By default, component functions created with ces/mk-component can output a single value, representing component state, or two values, component state and a collection of events to emit.

For example, the following component will emit a single event called :my-event with the message {:foo :bar}:

(defn component-a [entity-id component-state inbox]
  [component-state [(ev/mk-event {:foo :bar} [:my-event entity-id])]]])

Any component can subscribe to events by creating a component with a :subscriptions key in the options hashmap where each subscription is a vector of selectors:

(mk-component state :player1 [component-f {:subscriptions [[:e1] [:e2]]}])

The subscribed component will receive the event in a hashmap in the :inbox key passed in as the third argument to the component function. Messages that are sent are available immediately to the subscriber which allows for events to be sent and received within the same frame and are therefore order dependent.

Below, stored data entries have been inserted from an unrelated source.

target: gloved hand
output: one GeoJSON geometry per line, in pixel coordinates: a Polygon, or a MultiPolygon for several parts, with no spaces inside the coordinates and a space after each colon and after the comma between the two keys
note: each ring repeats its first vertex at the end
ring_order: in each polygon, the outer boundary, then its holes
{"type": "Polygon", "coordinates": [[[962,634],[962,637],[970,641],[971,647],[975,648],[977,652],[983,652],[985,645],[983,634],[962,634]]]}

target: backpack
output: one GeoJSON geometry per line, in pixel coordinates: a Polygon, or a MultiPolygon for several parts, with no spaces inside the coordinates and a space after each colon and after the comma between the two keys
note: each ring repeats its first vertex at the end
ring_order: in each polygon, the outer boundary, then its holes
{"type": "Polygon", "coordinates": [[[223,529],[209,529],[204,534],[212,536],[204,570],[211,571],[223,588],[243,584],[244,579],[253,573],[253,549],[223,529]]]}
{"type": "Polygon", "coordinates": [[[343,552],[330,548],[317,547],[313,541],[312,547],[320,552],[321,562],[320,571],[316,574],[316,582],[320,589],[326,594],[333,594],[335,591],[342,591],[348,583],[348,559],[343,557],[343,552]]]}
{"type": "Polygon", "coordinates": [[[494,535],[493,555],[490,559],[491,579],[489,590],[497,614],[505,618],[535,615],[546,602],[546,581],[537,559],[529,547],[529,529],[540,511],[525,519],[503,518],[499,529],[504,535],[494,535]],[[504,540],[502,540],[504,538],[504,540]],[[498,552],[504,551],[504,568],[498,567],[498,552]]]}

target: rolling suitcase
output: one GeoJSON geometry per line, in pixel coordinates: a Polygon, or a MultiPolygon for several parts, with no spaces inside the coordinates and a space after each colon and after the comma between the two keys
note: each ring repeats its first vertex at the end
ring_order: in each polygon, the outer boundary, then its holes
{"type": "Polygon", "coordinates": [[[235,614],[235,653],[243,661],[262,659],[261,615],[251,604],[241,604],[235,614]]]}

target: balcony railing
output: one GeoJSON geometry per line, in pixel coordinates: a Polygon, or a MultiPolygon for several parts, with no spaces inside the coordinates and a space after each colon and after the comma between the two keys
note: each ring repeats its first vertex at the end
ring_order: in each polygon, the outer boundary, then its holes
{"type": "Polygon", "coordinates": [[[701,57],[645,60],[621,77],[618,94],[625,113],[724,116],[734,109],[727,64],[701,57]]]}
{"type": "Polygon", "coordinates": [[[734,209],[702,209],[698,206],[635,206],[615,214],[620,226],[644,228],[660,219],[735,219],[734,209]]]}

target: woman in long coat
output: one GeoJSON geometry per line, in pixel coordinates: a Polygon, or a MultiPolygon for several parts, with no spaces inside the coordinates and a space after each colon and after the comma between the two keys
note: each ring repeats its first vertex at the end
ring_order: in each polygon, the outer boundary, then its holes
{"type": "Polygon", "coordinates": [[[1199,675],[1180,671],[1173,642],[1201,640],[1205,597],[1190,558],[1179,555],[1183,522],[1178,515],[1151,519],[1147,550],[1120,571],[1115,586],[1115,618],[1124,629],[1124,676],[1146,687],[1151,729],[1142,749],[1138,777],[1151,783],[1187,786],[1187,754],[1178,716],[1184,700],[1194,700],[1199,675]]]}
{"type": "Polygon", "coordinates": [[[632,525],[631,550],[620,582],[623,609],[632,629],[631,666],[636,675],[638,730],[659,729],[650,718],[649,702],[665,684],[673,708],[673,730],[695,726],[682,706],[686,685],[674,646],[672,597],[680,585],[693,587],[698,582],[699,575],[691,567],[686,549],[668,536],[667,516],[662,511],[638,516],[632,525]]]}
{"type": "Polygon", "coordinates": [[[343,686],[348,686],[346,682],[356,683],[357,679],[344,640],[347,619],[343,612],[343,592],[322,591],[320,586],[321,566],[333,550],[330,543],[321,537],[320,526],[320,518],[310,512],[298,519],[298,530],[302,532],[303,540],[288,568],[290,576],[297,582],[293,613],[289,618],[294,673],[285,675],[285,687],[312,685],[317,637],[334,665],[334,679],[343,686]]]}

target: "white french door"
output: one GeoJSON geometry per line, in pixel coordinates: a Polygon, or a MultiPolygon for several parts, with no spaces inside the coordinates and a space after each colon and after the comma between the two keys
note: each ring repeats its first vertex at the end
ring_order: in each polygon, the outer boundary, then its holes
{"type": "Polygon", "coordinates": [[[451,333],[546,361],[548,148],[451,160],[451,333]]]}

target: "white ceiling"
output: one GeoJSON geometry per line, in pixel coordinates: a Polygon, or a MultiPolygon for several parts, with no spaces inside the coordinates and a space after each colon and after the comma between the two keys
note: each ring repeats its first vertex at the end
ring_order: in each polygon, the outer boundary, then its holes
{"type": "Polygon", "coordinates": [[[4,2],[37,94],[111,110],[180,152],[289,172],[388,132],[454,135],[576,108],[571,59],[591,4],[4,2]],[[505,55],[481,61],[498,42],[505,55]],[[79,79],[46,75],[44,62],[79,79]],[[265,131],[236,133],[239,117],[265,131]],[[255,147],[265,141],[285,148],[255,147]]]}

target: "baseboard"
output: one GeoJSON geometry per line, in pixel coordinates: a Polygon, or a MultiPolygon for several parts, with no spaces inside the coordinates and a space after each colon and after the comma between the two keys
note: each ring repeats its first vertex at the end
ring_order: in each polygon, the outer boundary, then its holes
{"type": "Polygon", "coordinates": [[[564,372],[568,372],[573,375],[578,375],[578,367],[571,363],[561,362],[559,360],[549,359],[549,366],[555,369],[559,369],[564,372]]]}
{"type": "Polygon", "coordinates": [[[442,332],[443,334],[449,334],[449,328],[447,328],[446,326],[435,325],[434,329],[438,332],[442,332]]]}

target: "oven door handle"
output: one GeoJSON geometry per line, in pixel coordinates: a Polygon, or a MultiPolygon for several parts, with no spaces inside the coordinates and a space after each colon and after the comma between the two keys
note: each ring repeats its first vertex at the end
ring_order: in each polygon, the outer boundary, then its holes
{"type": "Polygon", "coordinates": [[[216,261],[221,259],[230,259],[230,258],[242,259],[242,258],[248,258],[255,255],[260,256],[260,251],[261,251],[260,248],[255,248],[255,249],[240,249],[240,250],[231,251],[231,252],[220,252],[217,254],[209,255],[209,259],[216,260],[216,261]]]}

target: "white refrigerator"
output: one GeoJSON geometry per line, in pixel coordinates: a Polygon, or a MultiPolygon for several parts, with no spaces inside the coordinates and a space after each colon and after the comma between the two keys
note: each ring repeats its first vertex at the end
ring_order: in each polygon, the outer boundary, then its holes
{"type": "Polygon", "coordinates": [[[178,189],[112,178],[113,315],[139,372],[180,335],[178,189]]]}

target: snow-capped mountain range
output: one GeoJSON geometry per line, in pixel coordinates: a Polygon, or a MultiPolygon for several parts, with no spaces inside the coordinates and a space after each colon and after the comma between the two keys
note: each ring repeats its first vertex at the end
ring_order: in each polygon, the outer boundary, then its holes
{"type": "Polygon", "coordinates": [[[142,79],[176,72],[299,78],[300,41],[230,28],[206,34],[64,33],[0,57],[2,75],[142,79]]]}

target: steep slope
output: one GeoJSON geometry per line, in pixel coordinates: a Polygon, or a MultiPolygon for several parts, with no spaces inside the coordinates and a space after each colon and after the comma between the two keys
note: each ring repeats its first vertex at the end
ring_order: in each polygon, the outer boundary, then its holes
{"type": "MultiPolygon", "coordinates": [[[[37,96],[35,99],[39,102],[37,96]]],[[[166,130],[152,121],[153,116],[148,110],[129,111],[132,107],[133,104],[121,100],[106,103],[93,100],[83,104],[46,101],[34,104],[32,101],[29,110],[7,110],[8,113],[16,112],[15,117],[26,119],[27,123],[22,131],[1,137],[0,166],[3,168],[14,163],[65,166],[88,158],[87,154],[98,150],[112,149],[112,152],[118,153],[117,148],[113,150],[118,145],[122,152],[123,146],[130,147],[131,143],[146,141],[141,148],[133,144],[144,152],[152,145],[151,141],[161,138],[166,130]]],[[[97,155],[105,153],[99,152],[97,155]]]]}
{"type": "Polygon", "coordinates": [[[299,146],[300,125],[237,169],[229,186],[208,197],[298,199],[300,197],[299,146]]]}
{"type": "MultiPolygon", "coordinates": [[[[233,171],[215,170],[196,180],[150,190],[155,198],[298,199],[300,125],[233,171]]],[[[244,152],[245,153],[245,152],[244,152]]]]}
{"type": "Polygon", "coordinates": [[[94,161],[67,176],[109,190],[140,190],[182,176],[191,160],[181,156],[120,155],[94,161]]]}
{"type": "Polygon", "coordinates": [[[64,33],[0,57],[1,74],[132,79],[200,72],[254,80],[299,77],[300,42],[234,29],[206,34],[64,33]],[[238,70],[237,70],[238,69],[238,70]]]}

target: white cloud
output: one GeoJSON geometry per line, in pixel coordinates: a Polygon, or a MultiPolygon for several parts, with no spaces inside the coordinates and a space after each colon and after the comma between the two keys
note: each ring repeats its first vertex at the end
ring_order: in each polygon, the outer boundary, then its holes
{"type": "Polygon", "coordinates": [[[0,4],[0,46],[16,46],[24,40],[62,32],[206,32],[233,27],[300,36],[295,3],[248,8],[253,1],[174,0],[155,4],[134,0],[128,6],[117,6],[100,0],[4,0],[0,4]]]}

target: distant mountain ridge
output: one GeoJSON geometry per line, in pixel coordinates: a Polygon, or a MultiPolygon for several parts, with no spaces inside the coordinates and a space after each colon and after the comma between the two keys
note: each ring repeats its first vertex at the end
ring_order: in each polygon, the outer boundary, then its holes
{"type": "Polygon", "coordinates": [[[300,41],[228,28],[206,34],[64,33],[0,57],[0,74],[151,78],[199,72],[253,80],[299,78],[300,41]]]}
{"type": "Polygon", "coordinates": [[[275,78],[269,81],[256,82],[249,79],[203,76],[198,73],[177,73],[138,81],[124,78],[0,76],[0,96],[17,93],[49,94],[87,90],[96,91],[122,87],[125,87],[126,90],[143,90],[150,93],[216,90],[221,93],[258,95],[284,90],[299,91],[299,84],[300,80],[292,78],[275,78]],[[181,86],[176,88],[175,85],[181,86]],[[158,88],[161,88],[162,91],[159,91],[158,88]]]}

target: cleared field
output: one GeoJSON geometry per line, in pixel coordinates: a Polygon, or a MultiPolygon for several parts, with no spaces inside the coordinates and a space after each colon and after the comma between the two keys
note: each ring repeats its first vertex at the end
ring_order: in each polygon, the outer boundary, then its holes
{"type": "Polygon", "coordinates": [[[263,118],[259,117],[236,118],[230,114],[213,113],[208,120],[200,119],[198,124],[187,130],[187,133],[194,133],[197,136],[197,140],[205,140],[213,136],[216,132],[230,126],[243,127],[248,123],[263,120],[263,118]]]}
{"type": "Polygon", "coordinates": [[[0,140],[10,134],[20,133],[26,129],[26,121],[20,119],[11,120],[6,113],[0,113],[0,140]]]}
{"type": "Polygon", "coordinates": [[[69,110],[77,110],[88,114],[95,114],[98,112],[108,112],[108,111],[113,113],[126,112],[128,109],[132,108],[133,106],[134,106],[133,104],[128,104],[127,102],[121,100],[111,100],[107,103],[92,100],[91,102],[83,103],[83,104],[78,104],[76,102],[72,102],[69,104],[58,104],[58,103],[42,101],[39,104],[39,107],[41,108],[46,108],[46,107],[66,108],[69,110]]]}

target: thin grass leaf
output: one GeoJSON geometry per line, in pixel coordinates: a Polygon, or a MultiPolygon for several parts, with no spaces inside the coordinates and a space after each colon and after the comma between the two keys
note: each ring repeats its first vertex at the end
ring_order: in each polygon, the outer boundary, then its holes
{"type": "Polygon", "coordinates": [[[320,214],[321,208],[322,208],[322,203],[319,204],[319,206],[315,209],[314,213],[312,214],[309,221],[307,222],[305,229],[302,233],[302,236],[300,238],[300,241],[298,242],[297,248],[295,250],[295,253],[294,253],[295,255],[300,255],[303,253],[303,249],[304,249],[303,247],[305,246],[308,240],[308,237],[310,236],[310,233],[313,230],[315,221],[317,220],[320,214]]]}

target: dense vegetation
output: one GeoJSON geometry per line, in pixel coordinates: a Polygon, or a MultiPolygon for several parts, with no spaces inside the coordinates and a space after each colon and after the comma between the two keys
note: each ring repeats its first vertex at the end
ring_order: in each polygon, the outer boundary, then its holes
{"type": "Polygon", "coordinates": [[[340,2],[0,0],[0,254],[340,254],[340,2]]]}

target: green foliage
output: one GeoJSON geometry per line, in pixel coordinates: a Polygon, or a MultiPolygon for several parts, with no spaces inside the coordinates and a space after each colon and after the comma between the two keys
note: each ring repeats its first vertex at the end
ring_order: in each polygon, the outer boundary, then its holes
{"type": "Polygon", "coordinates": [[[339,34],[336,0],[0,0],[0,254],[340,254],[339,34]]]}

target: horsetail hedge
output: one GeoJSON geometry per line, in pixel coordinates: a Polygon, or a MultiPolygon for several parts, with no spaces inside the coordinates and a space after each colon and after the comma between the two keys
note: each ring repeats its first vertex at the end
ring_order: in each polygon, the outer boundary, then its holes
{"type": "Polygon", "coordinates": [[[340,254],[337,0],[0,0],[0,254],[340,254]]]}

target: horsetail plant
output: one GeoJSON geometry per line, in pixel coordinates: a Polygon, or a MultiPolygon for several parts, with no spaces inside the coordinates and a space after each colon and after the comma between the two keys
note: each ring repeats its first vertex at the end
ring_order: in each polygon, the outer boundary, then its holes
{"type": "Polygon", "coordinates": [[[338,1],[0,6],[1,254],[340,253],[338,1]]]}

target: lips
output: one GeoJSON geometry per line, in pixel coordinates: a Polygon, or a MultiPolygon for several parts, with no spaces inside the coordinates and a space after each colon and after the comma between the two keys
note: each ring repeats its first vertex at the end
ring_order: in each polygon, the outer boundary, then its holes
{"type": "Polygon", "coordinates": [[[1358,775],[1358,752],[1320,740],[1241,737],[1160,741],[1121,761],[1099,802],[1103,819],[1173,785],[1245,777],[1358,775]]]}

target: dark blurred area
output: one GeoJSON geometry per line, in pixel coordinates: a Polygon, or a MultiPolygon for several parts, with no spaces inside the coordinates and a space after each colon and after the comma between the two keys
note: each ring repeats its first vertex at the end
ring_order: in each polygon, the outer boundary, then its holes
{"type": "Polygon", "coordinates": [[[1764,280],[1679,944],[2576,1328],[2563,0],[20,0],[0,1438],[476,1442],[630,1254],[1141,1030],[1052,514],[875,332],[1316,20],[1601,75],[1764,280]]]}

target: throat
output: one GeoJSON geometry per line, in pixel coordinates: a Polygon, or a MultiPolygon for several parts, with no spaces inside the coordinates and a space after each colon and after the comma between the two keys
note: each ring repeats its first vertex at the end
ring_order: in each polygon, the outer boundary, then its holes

The game engine supports tilemaps generated from the Tiled map editor http://www.mapeditor.org. Export the map as json and include the tileset image in the resources/public/static/images directory.

Tilemaps require all assets to be loaded (tileset images) to prevent any race conditions with loading a tilemap see chocolatier.engine.systems.tiles/load-assets. Tilemaps are loaded asynchronously from the server via chocolatier.engine.systems.tiles/load-tilemap which takes a callback.

Currently does not support lein-cljsbuild tests. Instead, load a namespace in a brepl and use the test-ns macro to run the tests.

The game engine is being tested to get to 100 "game objects" with meaningful functionality, tilemaps, sound, etc at 60 FPS. Performance tuning is an ongoing process and the project is still being thoroughly optimized. ClojureScript presents challenges for optimization including garbage collection, persistent data structures, and functional paradigms that js engines may have difficulty optimizing.

Where appropriate, transient state should be used when operating on large collections and hashmaps for better performance. See chocolatier.macros in the clj source directory for helpers with transient state.

The min build uses advanced compilation and static function inlining which can nearly double the framerate in some instances due to the dynamic nature of the game engine internals.

Naive frames per second benchmarks are available at chocolatier.engine.benchmarks for measuring the performance of the framework.

Copyright © 2016 Alex Kehayias

Distributed under the Eclipse Public License either version 1.0 or (at your option) any later version.